Unless you’re very comfy and handy with appliance repairs (and have the right tools on hand), the first, second and fourth may require a trip to a repair expert. The third can often be fixed at home. These DIY tips will help reduce the likelihood your KitchenAid mixer will ever need professional repairs.
1. Use the heck out of your mixer for the first 30 days.
As with new cars and new electronics, often defects will show up quickly—if your mixer is being used. Try to use it at least daily in a number of ways while it’s still under full warranty so that if there are defects present, you can return it for a new unit.
2. Guard against overheating.
Your KitchenAid mixer will turn itself off if it overheats. Sometimes this auto shut-off safety feature mimics the common repair issue that the mixer stops working, but often it’s simply a matter of ensuring you prepare your recipe with your mixer's needs in mind.

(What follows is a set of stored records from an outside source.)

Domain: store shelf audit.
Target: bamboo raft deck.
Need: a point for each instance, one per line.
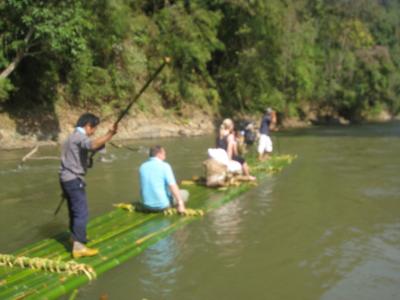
(119, 235)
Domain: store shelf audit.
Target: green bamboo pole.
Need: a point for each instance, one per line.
(224, 199)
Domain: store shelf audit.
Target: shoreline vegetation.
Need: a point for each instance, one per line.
(313, 61)
(41, 130)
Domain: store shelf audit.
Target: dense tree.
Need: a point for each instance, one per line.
(228, 55)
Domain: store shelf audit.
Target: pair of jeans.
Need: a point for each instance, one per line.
(74, 192)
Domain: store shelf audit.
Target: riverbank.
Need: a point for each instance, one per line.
(51, 128)
(27, 128)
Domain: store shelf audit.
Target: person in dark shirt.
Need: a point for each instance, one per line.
(265, 146)
(74, 164)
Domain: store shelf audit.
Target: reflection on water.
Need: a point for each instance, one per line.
(370, 269)
(159, 262)
(226, 222)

- Some recipes are written for the use of a KitchenAid mixer. These recipes will often require mixing dry and liquid ingredients separately, adding dry ingredients to the liquids just a little at a time, alternating the addition of liquid and dry ingredients, specific speeds to use, and modifying recipes for your bowl size. Trying to circumvent these requirements may cause your mixer to overheat and shut itself off.
- For recipes not written specifically for a KitchenAid mixer, modify accordingly. Be sure to add dry ingredients like flour slowly, and not too much all at first. Try to stay at speed #2 or below for breads and baked good recipes. Don't add more than 4 cups of flour without alternating with liquid ingredients (and begin with adding in liquid ingredients before adding any flour.) If your dough "climbs" up the beaters, stop beating—you’re over-beating your dough (as a general rule, do not beat or knead any recipe more than 5 minutes).
3. Let your mixer "warm up" after periods of non-use to prevent lubricant leaks.
Your KitchenAid mixer uses a food-grade oil lubricant (this is a legal requirement—just in case the oil gets into your food!). But food-grade lubricant separates more easily in cool temperatures. So if you haven't used your mixer for more than a couple of days, just let it run for a couple of minutes (increase the speed for drier climates) to allow the lubricant solids and liquid to re-mix.
4. Adjust the beater height for even mixing results (and no scraping).
If you are noticing that your beater either scrapes the bottom or is missing the bottom ingredients, you may need to adjust the beater height. Here, you can do the "dime test" to adjust the beater's contact with its attachment connection.
Here’s what to do:
- First, place a dime just to the side of the bump in the middle of the mixing bowl.
- Now, attach your flat beater and turn the mixer on to medium speed (around level 5).
- If your beater does not touch the dime as it passes, your beater needs to be lowered. If it pushes the dime more than one-half inch as it passes, your beater needs to be raised.
- Now, UNPLUG your mixer.
- Remove the flat beater.
- Find the screw that is nearest the place where the beater attaches to the mixer (for tilt models, tilt the head back to see it; for commercial models, remove the bowl also and lay it down to see the screw).
- Using a screwdriver, turn the screw one-quarter inch to the right to lower the beater and one-quarter inch to the left to raise the beater (only move it one-quarter inch at a time and then test).
5. When all else fails, consult the KitchenAid manual!
Personally, I’m not a "manual reader." But sometimes, I’m surprised by how handy product manuals can be! For instance, if you decide you want to repair your KitchenAid mixer when it appears to be leaking oil, you can follow the steps in the manual to do this.